Florida College—and in particular Professors Thaxter Dickey and Brian Crispell—decided to set up a Common Reading as one of the ways to emphasize its increased commitment to liberal arts education.

“We determined that having a Common Reading allowed for an academic focus to begin the year, and one that may well hold through the whole year,” says Crispell. “It also sets a standard for our students—especially our new students—about what a college should be ‘about.’”

Dickey adds further detail about the College’s selection criteria. A common reading “must be accessible to our students, neither too lengthy nor too technical.” He adds that “It should have some recognizable value in a liberal arts education. That means for us that it has stood the test of time.” And Florida College tries to choose books in the public domain, “so as to reduce the cost for our students in purchasing the books over the summer.”
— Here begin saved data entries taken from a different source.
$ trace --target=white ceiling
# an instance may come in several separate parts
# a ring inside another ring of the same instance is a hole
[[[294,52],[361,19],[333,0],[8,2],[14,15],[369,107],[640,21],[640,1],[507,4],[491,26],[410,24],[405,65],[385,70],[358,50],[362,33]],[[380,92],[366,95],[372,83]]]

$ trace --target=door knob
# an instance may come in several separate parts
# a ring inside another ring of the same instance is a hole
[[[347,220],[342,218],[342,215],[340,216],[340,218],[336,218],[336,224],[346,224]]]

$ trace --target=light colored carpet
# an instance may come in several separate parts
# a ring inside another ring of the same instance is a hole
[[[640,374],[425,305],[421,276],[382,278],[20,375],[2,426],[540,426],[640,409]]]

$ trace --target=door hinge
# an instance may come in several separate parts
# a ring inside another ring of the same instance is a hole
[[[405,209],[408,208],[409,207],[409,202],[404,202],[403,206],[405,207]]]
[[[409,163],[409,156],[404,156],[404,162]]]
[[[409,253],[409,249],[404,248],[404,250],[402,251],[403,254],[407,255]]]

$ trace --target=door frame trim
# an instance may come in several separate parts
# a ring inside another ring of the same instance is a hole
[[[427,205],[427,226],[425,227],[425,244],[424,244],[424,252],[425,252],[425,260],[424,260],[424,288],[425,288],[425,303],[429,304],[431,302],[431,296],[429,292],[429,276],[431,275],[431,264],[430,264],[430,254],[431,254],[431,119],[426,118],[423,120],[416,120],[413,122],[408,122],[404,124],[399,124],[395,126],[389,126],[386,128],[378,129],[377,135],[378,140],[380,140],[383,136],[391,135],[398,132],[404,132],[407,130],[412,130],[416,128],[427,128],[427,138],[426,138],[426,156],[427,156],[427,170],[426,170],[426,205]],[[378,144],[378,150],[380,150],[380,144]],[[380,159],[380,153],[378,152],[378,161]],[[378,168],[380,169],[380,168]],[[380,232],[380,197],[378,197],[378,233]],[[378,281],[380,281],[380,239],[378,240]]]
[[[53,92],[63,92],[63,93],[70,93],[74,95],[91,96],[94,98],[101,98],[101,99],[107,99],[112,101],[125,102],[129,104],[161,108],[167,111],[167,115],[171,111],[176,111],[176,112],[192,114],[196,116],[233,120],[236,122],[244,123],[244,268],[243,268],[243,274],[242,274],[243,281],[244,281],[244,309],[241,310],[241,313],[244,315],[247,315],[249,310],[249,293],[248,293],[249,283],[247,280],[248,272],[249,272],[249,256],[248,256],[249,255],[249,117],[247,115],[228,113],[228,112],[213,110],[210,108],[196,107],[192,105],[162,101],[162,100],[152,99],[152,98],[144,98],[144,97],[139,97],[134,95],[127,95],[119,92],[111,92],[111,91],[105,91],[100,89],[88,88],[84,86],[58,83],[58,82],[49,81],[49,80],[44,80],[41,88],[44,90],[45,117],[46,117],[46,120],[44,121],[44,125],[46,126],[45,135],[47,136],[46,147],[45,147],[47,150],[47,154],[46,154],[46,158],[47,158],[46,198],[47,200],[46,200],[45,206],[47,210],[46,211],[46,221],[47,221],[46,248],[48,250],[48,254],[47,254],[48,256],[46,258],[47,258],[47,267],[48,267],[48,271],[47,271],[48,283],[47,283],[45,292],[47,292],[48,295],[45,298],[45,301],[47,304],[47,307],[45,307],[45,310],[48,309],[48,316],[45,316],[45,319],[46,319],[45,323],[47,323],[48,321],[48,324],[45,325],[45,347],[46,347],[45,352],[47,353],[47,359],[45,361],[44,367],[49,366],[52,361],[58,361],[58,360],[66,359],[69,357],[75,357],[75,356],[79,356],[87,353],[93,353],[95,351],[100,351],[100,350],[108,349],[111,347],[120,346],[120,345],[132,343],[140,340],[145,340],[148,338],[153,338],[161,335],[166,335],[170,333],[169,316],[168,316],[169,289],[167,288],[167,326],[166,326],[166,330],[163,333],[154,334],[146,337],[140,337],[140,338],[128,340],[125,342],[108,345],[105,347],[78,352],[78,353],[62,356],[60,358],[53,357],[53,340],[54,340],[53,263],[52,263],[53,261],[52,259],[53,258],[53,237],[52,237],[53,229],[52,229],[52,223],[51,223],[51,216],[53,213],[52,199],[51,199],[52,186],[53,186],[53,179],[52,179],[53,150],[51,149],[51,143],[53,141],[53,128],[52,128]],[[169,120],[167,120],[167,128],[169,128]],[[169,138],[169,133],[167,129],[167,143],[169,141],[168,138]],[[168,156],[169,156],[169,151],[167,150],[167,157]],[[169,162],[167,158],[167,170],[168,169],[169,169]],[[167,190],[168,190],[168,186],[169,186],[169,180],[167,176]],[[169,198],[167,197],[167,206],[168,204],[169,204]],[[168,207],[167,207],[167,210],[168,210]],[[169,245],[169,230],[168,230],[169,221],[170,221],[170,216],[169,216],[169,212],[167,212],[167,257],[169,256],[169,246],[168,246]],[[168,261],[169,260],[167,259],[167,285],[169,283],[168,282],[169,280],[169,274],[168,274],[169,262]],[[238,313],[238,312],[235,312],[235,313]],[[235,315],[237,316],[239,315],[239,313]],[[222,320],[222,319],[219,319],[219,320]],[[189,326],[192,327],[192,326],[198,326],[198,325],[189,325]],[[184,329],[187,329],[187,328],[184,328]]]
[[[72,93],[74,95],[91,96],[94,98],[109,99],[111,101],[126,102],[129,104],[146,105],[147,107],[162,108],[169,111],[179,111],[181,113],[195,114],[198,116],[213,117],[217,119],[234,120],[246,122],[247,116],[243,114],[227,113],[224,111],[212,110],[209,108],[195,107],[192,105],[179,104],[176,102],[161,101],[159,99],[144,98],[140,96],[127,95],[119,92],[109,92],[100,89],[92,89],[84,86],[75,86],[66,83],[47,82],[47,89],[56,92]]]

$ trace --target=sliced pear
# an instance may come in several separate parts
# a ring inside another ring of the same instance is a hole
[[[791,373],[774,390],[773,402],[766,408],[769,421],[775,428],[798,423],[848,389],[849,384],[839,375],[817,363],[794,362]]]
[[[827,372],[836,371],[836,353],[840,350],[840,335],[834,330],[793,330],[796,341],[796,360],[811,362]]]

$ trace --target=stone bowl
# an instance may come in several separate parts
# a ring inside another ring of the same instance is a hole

Florida College’s previous selections have set a high standard for their students. They’ve assigned longer works, such as Edwin Abbott Abbott’s mathematical fantasia Flatland (1884) and C. S. Lewis’ The Abolition of Man (1943). They’ve chosen shorter works, including the Constitution and selections from the Federalist and the Anti-Federalist Papers. Pericles and Lincoln have good company in Florida College’s Common Reading selections.

Dickey emphasizes that the “idea of a common reading” is important, even though the common readings aren’t read by every student or used by every professor. He says that a common reading “is still valuable to us in asserting the importance that we place on learning and on a liberal arts education. It also makes the point, if the students are attentive, that all learning is connected rather than being merely a chaotic collection of isolated courses.”

And the students do seem to be attentive. Victoria (Morgan) Bingham, a senior history major from Kentucky, appreciates a whole series of the common readings from her time at Florida College. “Frankenstein’s commentary on the ethics of science and Alice in Wonderland’s bizarre charm highlighted aspects of the science and math departments not usually focused on by a literary program,” says Morgan. But she may have gotten the most out of Ayn Rand’s Anthem. “I found it particularly challenging when I read it at the beginning of the semester, so I enjoyed hearing the faculty’s reflections on it in various classes and in the annual discussion panel. It came at the ideal time, because I was taking a political science class that semester and so I found myself contemplating its ideas often.” But it isn’t just a particular reading that Morgan likes—it’s the Common Reading program as a whole. “Somehow, each semester I find myself interacting with the Common Reading in unexpected classes and in debates with my peers.”

Florida College shows that colleges can select Common Readings that introduce students to the best thoughts and words of the past, and that are as timely now as when they were written.

As Crispell says, “If we are not about the pursuit of a valuable body of knowledge, with the liberal arts foundation as our bedrock, for the purpose of serving God and mankind, then I am not quite sure why we are charging tuition.”